WiMAX continues to gain momentum in the Middle East, with Atheeb signing Motorola to provide a network in Saudi, and wi-tribe scheduling its launch of WiMAX in Jordan for the second quarter of this year.

WiMAX is touted as being the ideal solution to address poor connectivity in the region. Its wireless infrastructure offers a larger coverage areas and better quality of service than regular wi-fi, while by nature of being wireless, it's a lot easier and cheaper to deploy services to reach more customers in densely populated urban areas and remote rural areas.

The Middle East is certainly going for early adopter status with WiMAX, with deployments in the region ahead of more developed markets. The combination of poor penetration of broadband, sparse physical infrastructure and booming competition between telcos and ISPs in newly liberalized markets mean that WiMAX looks like the best fit to deliver voice and data services in a short space of time. Who knows, if operators are able to gain the savings that WiMAX vendors are promising, then they might even cut the cost of broadband access.

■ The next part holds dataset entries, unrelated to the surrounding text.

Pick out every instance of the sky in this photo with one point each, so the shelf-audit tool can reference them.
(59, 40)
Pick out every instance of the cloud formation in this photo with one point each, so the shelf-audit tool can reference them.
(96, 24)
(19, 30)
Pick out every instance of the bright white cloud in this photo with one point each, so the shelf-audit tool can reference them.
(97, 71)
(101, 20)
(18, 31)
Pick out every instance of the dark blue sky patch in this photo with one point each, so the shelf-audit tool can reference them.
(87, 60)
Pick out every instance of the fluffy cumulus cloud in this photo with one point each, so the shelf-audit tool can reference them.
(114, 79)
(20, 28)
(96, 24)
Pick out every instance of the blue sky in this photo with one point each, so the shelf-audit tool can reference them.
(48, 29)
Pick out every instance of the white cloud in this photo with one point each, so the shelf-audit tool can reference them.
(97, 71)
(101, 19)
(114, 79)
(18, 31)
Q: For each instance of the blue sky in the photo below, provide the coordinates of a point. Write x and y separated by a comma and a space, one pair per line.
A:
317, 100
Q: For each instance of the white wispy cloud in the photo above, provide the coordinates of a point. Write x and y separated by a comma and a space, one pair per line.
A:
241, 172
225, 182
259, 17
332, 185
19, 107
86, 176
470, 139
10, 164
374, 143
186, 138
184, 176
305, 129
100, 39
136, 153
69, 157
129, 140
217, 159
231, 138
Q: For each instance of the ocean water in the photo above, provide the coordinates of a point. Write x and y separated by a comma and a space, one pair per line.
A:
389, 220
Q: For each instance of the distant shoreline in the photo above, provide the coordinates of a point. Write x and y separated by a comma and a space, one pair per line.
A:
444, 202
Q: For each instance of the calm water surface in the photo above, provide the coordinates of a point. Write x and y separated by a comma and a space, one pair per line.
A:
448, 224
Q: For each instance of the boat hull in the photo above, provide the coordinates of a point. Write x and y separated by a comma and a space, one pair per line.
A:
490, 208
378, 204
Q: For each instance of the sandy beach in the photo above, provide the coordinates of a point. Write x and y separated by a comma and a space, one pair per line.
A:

The issue with WiMAX however is that it's not quite gained global acceptance yet, particularly in the US. For the end user the cost of being able to connect to a WiMAX network is still a little high - around $45-55 for a notebook module and between $250-500 for customer premises equipment (CPE). Those costs won't come down without mass market adoption, and traditionally, that has meant the US.

The problem with the US is the possible lack of a nationwide network, leading to a fragmented and possibly dead-on-the-vine deployment. Major operators Clearwire and Sprint scrapped a plan to link their networks, which looked to be the most likely foundation for a nationwide network. Intel is rumoured to be making a major investment in reviving the agreement, but for now WiMAX's US future is still uncertain.

But an uncertain future for the US should not necessarily mean that operators should shy away from WiMAX. The demand for mobility services and more broadband is here in the Middle East. There is a young population that is hungry for next generation web communications, and there is a thriving business community that is demanding more connectivity. WiMAX is not the only way to meet these demands, but it certainly meets the criteria. What is needed now to take the technology into the mainstream is support and investment. A shrewd investment now by a regional telco or investment fund in developing WiMAX would pay off not just in terms of giving local operators a technological edge, but would also enable the region to benefit from selling a technology to the rest of the world instead of buying.